Der längere Hebel

19. August 2019  Fachpolitik, Im Landtag

Vor der Sommerpause habe ich Kleine Anfragen gestellt, deren Antworten nun nach und nach eintrudeln. Einige davon sind zur Vorbereitung der Haushaltsberatungen, andere, um Anträge oder Initiativen zu unterstützen.

Die Kleine Anfrage “Mülldeponie in Möser OT Körbelitz” zielt auf ein Problem in meinem Wahlkreis Jerichower Land. Einige Anwohnerinnen und Anwohner hatten über Geruchsbelästigungen und ungewöhnlich hohe Aufkommen von Müllablagerungen berichtet. Die Antwort auf die Anfrage widerspricht zum Teil der Aussagen der Menschen vor Ort, daher wird sicher noch eine weitere Anfrage folgen.

Die Kleine Anfrage zu Vorgängen in der Lotto-Toto GmbH Sachsen-Anhalt hatte ich gemeinsam mit meiner Kollegin Eva von Angern gestellt, weil uns durch Presseberichterstattungen einige Unregelmäßigkeiten bei der Vergabe von Lotto-Geldern aufgefallen waren. Bereits im vergangenen Jahr hatte ich zwei Anfragen zu einer merkwürdigen Förderpraxis rund um den letzten Schultag der Abiturienten in Magdeburg gestellt. Die Ergebnisse der aktuellen Anfrage zeigen, dass die beiden Geschäftsführer einen recht großen Einfluss auf einen Teil der Vergaben haben. An Transparenz bei den Entscheidungen scheint es mir jedoch zu mangeln. Darüber muss gesprochen werden. Außerdem sollte die Politik dafür sorgen, dass Mitglieder des Aufsichtsrates und der Geschäftsführung nicht gleichzeitig Fördermittelempfänger sein können.

Die AfD hat in der Presse einen Untersuchungsausschuss dazu angekündigt. Ich finde dieses Instrumentarium in diesem Fall überzogen, denn wir haben als Parlament viele andere Möglichkeiten, die Vorgänge bei Lotto zu untersuchen.

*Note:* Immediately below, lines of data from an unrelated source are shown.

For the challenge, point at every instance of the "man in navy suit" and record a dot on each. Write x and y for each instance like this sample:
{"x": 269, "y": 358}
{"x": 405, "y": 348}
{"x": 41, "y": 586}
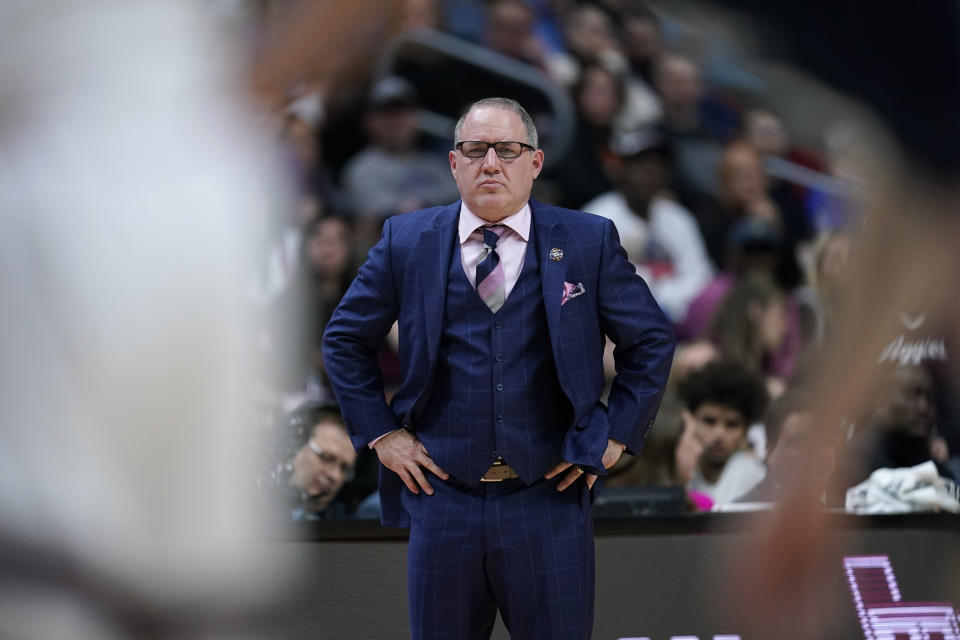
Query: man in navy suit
{"x": 503, "y": 305}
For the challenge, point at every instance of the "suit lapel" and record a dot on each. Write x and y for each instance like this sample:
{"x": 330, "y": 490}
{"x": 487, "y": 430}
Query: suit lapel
{"x": 553, "y": 241}
{"x": 435, "y": 241}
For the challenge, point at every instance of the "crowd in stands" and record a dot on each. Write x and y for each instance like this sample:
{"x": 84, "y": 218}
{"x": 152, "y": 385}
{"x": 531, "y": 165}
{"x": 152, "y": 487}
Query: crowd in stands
{"x": 752, "y": 269}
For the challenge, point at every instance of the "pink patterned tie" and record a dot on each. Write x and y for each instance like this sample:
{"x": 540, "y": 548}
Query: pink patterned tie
{"x": 491, "y": 283}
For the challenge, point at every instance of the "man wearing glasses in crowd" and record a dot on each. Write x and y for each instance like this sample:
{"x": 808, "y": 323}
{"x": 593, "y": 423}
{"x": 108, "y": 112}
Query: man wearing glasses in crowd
{"x": 491, "y": 446}
{"x": 319, "y": 461}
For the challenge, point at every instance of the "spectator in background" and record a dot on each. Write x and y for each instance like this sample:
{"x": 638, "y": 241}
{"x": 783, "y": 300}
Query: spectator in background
{"x": 642, "y": 44}
{"x": 724, "y": 398}
{"x": 417, "y": 15}
{"x": 643, "y": 41}
{"x": 754, "y": 248}
{"x": 790, "y": 447}
{"x": 510, "y": 31}
{"x": 326, "y": 266}
{"x": 302, "y": 121}
{"x": 391, "y": 174}
{"x": 741, "y": 194}
{"x": 689, "y": 357}
{"x": 668, "y": 458}
{"x": 901, "y": 426}
{"x": 750, "y": 326}
{"x": 582, "y": 175}
{"x": 661, "y": 237}
{"x": 318, "y": 459}
{"x": 695, "y": 127}
{"x": 820, "y": 302}
{"x": 765, "y": 131}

Dazu gehören: Kleine Anfragen, Selbstbefassungsanträge, Aktenvorlageverlangen und Anträge im Plenum.

Eine weitere Anfrage, und damit die letzte auf die ich hier detaillierter eingehen möchte, ist die Anfrage zum Hebammenfonds. Der Hebammenfonds wurde in den Haushaltsverhandlungen 2018 von meiner Fraktion eingebracht. Die Koalition hat den Antrag komplett übernommen und er wurde einstimmig, also von allen Fraktionen, angenommen. Wir wollten mit dem Fonds die Vorfinanzierung des Haftpflichtbeitrages für die Hebammen und Entbindungspfleger sichern, die gerade neu in den Beruf einsteigen oder in die Geburtshilfe zurückkehren. Zudem sollte das Land künftig die Vergütung von 10 Prozent des Haftpflichtbeitrages für Hebammen und Entbindungspfleger übernehmen.

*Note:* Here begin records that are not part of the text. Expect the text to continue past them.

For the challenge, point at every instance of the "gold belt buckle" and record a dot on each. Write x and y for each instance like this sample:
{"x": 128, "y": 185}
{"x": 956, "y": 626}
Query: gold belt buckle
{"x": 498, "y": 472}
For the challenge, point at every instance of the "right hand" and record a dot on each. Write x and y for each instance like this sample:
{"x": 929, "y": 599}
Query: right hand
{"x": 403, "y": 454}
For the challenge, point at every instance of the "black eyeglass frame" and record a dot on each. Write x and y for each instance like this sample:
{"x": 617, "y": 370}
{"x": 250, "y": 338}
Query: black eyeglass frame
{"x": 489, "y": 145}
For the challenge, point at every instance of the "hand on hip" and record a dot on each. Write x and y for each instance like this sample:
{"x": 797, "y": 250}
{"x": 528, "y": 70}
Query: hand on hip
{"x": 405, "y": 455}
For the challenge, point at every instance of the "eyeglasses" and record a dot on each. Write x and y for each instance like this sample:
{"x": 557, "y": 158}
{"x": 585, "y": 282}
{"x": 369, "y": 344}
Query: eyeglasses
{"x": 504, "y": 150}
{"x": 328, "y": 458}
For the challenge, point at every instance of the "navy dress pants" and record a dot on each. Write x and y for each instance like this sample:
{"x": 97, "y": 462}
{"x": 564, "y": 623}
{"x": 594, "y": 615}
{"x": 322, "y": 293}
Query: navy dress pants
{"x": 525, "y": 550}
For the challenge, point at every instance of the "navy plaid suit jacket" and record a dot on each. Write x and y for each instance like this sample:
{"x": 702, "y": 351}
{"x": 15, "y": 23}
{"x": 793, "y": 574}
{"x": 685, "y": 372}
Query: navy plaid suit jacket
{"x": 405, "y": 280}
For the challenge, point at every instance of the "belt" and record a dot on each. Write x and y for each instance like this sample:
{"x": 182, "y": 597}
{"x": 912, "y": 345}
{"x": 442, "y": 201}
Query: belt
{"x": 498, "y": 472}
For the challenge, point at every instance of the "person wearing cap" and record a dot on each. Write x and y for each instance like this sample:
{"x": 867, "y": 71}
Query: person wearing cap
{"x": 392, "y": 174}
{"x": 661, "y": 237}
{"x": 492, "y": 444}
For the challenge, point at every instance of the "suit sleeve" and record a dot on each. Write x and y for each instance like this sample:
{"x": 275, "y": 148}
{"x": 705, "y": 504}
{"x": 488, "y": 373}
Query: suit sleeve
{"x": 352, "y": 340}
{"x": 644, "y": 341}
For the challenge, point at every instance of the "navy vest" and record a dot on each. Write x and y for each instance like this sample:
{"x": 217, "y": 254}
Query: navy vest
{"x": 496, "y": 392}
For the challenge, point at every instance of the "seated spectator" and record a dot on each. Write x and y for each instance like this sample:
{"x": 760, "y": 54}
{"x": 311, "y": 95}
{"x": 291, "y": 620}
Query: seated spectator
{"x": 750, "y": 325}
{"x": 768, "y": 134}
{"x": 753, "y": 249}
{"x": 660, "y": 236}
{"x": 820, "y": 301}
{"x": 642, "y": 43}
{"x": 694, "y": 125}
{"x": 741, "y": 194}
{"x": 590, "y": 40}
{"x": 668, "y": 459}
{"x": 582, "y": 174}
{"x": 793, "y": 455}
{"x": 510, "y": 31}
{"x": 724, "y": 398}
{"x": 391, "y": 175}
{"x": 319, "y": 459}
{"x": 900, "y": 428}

Nun habe ich im Juli, also gut sieben Monate nach diesem Beschluss, nachfragt, wie der Beschluss umgesetzt wurde und wie viel Geld bereits ausgezahlt wurde. Antwort: Keine Umsetzung, keine Auszahlung. Man wäre mit der Investitionsbank bezüglich eines revolvierenden Fonds im Gespräch. In der Antwort heißt es: “Im Ergebnis ist die Umsetzung eines revolvierenden Fonds weder wirtschaftlich noch zeitnah umsetzbar. Deshalb bietet sich die Schaffung eines Fonds an, aus dem nicht rückzahlbare Zuschüsse zur Vorfinanzierung der Haftpflichtbeiträge gezahlt werden könnten.” Übersetzt heißt das: Das Sozialministerium hat nach sieben Monaten festgestellt, dass sich eine Umsetzung des Fonds, den das Parlament im Dezember beschlossen hat, tatsächlich anbietet. Tolle Leistung.

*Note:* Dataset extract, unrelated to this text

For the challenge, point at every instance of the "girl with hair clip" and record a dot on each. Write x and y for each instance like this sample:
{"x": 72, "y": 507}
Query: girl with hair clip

Meine Vermutung: Vor Ende des Jahres bekommt keine einzige Hebamme und kein einziger Entbindungspfleger eine finanzielle Unterstützung vom Land. Das haben wir uns alle anders vorgestellt und mit “wir” meine ich in diesem Fall alle Mitglieder des Finanzausschusses, egal welche Fraktion. Die Politik versucht, Verbesserungen im Land zu bewirken und die Verwaltung verschleppt sie. Das ist frustrierend.